NLP project This project is for the course 22933 introduction to NLP in the open university of israel This project was created by Elad Biran and Elad Shoham
##how to run.
To run the train please run the following:
./project.sh train <file> <number of rows to take>
./project.sh test <file> <number of rows to take>
##data
This project uses glove's database
please download it from https://nlp.stanford.edu/projects/glove/ (we used this version http://nlp.stanford.edu/data/glove.6B.zip) Please make sure that the glove file is in the same folder as the python script.
make sure the training or test files are in the same folder as the python script.
##returns
note that our test script will only output the scalar test loss (less relevant), and the accuracy
There will not be an output file with the predictions of each sentence, and there will be no prints of the recall, f1, precision and such.
In the code there are functions that show these parameters. If needed, one can use them to see the scores.
##Installation/Prerequisites
We use many imports that need installation before hand.
We used anaconda to install and run the imports.
here is the list.
pickle
numpy
conda install -c anaconda numpy
pandas
conda install -c anaconda pandas
tensorFlow
pip install tensorflow-gpu
or
conda install -c conda-forge tensorflow
keras
conda install -c conda-forge keras
or
sudo pip install keras
sklearn
pip install -U scikit-learn
or
conda install scikit-learn
pyswarms
conda install -c auto pyswarm
please note that this is a heavy project for the computer. You might need a small corpus, a lot of running time, and a 64bit computer (for tensorFlow).

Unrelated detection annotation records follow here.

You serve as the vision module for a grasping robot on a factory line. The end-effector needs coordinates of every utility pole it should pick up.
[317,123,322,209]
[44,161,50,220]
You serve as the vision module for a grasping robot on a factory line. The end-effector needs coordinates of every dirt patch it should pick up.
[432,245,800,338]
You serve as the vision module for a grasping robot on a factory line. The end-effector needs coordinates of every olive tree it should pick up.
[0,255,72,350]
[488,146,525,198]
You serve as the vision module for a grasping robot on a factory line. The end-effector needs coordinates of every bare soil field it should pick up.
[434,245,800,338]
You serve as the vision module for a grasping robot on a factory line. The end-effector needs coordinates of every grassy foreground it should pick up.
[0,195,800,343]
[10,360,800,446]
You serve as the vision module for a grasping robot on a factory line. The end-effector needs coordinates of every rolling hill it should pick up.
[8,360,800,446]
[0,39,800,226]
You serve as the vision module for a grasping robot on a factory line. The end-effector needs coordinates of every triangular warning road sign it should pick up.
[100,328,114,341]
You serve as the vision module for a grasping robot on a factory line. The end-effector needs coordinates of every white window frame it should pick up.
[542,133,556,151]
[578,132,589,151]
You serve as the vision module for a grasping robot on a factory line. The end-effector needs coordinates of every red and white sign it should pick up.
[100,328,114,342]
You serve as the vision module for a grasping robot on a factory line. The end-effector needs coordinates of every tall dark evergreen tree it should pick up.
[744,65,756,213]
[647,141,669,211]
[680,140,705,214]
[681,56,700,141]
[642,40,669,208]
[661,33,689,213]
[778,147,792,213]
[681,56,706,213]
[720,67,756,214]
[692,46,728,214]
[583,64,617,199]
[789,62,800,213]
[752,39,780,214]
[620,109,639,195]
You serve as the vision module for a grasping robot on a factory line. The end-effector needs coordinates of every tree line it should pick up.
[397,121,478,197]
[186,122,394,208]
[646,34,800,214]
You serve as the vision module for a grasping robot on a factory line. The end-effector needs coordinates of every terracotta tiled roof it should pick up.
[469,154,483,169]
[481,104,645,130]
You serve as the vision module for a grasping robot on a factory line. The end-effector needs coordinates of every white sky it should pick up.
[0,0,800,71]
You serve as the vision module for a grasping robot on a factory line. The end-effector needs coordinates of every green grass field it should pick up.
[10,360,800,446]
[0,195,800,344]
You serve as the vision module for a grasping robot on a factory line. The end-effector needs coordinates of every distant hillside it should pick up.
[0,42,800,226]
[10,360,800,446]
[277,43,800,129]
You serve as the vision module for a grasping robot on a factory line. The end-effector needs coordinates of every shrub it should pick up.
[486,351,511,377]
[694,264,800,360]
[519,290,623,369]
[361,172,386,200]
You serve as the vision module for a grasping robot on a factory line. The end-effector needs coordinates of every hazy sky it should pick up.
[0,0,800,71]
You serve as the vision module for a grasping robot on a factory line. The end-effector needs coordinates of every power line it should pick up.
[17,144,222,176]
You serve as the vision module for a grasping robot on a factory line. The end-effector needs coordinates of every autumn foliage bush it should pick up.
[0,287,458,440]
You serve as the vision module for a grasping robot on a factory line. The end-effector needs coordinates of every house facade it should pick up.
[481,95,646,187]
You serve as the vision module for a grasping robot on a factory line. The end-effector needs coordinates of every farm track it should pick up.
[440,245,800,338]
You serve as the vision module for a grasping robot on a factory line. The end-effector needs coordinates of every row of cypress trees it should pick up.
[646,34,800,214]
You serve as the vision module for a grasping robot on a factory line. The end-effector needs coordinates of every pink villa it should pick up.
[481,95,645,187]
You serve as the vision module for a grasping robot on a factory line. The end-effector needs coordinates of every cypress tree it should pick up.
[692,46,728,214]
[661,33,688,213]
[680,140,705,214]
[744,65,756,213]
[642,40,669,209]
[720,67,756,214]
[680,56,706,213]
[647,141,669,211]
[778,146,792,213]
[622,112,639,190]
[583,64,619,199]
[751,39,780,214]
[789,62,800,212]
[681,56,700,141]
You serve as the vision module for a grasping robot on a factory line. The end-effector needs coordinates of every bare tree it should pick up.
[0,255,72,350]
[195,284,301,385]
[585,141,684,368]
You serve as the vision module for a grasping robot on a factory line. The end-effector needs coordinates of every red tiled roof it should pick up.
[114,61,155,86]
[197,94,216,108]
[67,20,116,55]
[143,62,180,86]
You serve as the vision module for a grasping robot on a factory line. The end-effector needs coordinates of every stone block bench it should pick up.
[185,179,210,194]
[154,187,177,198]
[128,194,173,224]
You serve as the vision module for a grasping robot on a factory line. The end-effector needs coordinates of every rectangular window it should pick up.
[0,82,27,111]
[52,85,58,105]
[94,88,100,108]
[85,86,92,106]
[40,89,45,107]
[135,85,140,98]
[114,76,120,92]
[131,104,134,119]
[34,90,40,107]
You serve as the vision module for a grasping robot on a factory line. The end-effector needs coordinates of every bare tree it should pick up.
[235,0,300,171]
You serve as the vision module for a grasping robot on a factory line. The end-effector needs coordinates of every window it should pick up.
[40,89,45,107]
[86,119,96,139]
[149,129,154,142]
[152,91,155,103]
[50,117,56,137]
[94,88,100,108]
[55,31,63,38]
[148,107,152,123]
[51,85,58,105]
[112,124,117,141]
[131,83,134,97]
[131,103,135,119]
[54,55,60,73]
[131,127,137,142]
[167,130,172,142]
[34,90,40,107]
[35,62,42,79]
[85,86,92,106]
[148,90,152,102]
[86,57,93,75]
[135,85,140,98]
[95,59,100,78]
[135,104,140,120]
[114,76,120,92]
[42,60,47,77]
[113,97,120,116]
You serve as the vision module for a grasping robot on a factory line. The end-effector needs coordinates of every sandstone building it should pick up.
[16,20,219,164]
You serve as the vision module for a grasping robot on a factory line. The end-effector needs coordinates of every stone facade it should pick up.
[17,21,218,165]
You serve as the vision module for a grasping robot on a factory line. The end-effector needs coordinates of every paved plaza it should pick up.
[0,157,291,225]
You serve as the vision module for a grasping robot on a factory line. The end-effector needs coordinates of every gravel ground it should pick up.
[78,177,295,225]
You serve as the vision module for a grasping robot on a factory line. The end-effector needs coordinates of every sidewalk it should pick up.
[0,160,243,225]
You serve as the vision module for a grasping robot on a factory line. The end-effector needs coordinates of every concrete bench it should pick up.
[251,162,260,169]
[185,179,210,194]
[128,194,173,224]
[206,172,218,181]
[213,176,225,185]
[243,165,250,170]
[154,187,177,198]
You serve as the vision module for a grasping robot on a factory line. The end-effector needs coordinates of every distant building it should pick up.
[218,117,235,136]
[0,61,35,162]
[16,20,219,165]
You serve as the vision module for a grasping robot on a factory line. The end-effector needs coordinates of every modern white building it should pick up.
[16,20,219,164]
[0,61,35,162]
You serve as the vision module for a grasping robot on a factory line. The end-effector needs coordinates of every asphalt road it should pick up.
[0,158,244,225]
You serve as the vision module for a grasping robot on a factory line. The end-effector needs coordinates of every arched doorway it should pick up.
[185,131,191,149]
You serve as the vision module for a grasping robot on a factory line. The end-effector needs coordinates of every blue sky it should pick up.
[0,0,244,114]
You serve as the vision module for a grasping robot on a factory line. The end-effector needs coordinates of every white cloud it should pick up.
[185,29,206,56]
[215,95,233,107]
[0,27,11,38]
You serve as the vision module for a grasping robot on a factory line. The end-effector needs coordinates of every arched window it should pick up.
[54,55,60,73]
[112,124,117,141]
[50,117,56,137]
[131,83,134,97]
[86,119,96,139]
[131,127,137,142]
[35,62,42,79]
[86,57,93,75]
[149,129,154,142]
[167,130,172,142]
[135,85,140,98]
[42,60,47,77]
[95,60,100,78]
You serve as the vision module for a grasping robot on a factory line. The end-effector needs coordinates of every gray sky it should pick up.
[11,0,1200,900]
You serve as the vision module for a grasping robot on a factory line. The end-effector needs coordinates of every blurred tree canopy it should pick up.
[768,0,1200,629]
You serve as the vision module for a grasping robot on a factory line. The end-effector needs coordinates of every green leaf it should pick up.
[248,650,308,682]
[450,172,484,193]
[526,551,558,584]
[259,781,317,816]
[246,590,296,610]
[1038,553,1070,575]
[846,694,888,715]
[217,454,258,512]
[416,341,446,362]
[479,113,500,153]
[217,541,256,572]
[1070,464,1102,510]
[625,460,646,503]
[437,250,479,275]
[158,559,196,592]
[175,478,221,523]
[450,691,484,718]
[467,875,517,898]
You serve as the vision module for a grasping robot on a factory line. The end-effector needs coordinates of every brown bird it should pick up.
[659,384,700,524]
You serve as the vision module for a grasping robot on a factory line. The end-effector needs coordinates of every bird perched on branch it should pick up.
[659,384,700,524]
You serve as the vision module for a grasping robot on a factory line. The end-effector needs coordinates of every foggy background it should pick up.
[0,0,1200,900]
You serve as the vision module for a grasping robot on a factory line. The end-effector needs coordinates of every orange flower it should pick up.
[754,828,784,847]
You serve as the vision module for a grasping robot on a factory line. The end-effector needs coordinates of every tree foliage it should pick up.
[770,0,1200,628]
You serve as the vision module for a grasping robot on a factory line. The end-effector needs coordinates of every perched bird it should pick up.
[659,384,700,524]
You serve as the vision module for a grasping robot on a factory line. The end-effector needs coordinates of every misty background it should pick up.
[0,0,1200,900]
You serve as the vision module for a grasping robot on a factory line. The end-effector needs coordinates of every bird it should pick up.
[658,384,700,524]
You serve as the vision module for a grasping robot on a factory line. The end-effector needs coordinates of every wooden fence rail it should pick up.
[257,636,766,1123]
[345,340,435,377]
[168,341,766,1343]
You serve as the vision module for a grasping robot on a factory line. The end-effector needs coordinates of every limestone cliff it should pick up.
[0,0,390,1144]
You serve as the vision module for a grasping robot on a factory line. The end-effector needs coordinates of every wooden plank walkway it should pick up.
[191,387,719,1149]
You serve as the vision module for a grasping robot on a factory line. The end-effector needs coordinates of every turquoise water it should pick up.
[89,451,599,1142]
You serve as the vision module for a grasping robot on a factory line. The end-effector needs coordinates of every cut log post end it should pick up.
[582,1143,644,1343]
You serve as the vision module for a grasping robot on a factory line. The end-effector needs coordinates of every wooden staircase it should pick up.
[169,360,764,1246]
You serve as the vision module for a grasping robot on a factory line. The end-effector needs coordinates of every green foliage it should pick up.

in finals there are 4 folders.
old: our old model with a static alpha
new: our new model with dynamic alpha
baseline50000: the baseline trained on 50,000 sentences
baseline10000: the baseline trained on 10,000 sentences
sample_200_test.ft.txt - a file of 200 test samples to run tests on.
each folder has other files in it. they are the models and other data needed. This means you can run the test without training.